Khabib Nurmagomedov’s coach Javier Mendez says that Joe Rogan commentary on the UFC 223 main event was all wrong

Khabib Nurmagomedov comfortably defeated short notice replacement Al Iaquinta in the UFC 223 main event, earning multiple 10-8 rounds and bloodying Iaquinta’s face with jabs when they stood and traded.

UFC analyst Joe Rogan was under fire for seemingly over-the-top criticism of Khabib’s performance, particularly his assessment of his stand-up despite Iaquinta definitively getting outstruck. Rogan has since apologized, saying that he was just looking for flaws in Khabib’s game, and that Iaquinta exposed some cracks in Nurmagomedov’s defense.

Javier Mendez, Nurmagomedov’s coach at American Kickboxing Academy, had the chance to rewatch the fight through the UFC broadcast, and he was also critical of Rogan.

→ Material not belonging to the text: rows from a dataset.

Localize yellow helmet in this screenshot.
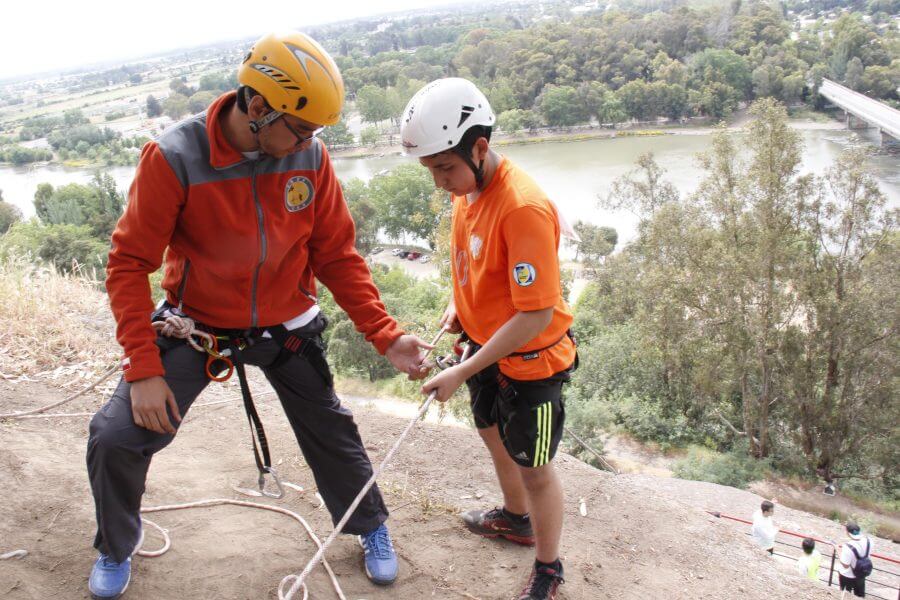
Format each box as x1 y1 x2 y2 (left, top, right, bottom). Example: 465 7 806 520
238 32 344 126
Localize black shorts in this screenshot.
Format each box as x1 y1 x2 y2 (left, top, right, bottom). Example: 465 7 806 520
839 574 865 597
466 362 570 468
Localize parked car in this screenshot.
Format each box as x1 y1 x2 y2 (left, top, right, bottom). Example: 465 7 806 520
398 250 410 259
371 247 384 254
419 255 430 263
407 251 421 260
391 248 402 256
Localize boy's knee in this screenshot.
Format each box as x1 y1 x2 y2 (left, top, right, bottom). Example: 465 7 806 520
518 463 555 490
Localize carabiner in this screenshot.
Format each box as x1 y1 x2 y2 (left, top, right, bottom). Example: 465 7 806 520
258 466 285 499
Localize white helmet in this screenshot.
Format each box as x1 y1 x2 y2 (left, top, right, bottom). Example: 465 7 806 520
400 78 495 158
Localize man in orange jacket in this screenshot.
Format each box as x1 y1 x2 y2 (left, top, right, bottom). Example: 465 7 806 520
87 32 429 599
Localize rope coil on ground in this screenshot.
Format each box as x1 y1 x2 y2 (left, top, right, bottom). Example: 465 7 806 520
138 496 345 600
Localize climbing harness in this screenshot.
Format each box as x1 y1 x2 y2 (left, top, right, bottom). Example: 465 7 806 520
150 304 337 500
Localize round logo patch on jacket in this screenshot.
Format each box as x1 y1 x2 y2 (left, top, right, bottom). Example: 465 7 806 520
285 176 315 212
513 262 536 286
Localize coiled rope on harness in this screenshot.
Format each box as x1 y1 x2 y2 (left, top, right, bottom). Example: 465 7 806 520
152 312 284 498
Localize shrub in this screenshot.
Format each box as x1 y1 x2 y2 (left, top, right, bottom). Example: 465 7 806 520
673 444 770 489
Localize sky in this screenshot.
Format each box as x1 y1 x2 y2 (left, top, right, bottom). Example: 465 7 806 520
0 0 479 80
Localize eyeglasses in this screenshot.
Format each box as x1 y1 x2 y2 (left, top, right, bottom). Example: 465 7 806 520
278 114 323 146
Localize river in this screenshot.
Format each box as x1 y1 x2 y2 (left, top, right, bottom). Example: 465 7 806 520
2 124 898 247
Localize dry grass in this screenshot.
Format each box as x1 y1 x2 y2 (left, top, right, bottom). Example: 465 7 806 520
0 257 118 384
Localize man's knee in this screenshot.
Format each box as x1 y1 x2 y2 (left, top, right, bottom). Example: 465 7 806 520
88 407 166 459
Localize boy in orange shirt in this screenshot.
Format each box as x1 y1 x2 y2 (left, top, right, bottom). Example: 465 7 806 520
400 78 577 600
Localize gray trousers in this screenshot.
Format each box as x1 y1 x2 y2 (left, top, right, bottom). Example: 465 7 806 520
87 326 388 563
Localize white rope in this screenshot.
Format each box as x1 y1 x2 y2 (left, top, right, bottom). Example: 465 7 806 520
280 390 437 600
0 550 27 560
5 325 451 599
1 391 277 421
151 315 212 353
279 326 449 600
0 363 119 420
138 497 345 600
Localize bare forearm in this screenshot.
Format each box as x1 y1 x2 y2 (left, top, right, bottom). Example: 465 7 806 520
458 308 552 379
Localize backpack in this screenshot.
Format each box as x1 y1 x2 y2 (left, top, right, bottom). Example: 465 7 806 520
850 539 873 578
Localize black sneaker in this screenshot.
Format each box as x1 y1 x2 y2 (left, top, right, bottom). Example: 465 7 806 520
516 562 564 600
461 507 535 546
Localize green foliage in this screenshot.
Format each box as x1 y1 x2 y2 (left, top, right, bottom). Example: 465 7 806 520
320 120 355 147
572 221 616 271
188 91 218 113
369 164 440 245
146 95 163 118
18 115 62 141
32 173 124 238
0 192 22 234
341 177 378 253
580 99 898 487
198 71 237 93
1 221 109 273
360 126 380 146
356 85 395 124
164 93 190 120
673 444 771 489
538 85 587 127
0 145 53 165
321 264 449 383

“I saw the fight last night with Joe Rogan [commentating] and he totally didn’t understand what the hell’s going on,” Mendez said on The MMA Hour (transcript via MMA Fighting), “because he totally based that thing completely wrong. ‘Oh, he exposed Khabib. There’s a lot of holes in his game.’ There’s no holes in his game. He’s never been a stand-up guy, yet he’s gotten better, and if you don’t acknowledge how much better he’s gotten compared to the last time, then you’re not really doing your research. Because he switched southpaw on this guy, he even did a goddamn back kick, for God’s sake.

“He’s improving all the time and you need to acknowledge that. Don’t act like he’s got these holes in his game. Jesus Christ, do you think if he’s going to fight Nate Diaz, we’re going to stand with Nate Diaz? Do you think we have a chance [standing] against Nate Diaz? Do you think I think that? For God’s sake, no way. No way in hell are we going to fight with Conor [McGregor]’s stand-up too. Everybody’s got a different gameplan, and if you don’t change the gameplan according to what’s going on, you’re going to get checkmated.”

The way the fight played out, Nurmagomedov took down Iaquinta in the first two rounds, beating the New Yorker up with ground-and-pound, threatening with a rear-naked choke, but failing to finish him. Khabib did not manage takedowns in rounds three and four, so it was glorified kickboxing match between him and Iaquinta. While Al did land some power shots on the Russian, Khabib bloodied Iaquinta’s face with jabs. More striking occurred in the final round, and Khabib was able to secure a takedown off of putting Iaquinta in some trouble against the fence.

Mendez also said that Khabib spending the middle portion of the bout on the feet was not part of the gameplan. The aftermath of the fight led some to reassess Khabib’s chances if he were to use the same tactics against Conor McGregor or Tony Ferguson, and Mendez had this to offer in response.

“I think they’re 100-percent correct in the way they’re thinking, but let’s see how the gameplan plays out,” Mendez said. “Let’s see if we’re foolish enough to stand with Conor like that, or let’s see how much we’ve improved since then. That’s the one thing you saw from Khabib, let’s face it — when he was punching, he was punching one-two; he was dropping his hands; his chin was up high; he leaned back. So if Al would’ve been smart enough to come at him with threes and fours, then he could’ve potentially clipped us. But Al was doing ones and twos himself, he wasn’t doing too many combinations.

“That’s not something Conor’s going to do. If that ever happened, Conor’s going to throw combinations because he’s schooled enough in the art of boxing that he’s going to come out, he knows one-twos are aren’t enough. So it’ll be a completely different gameplan. Like I said, Joe Rogan — Joe Rogan’s saying he’s been exposed, this and that. I’m going, man, is he crazy? When has Khabib ever been known to be some great striker? It’s like all of a sudden Khabib’s some great striker? We always knew he had holes in his stand-up. I always say it. When have I ever told you that Khabib is a great stand-up fighter? I’ve never said that. I said he improves all the time, and he’s improved.”

And yes, you’re not the only one who noticed that Mendez said “There’s no holes in Khabib’s game” and “We always knew he had holes in his stand-up” in the same interview.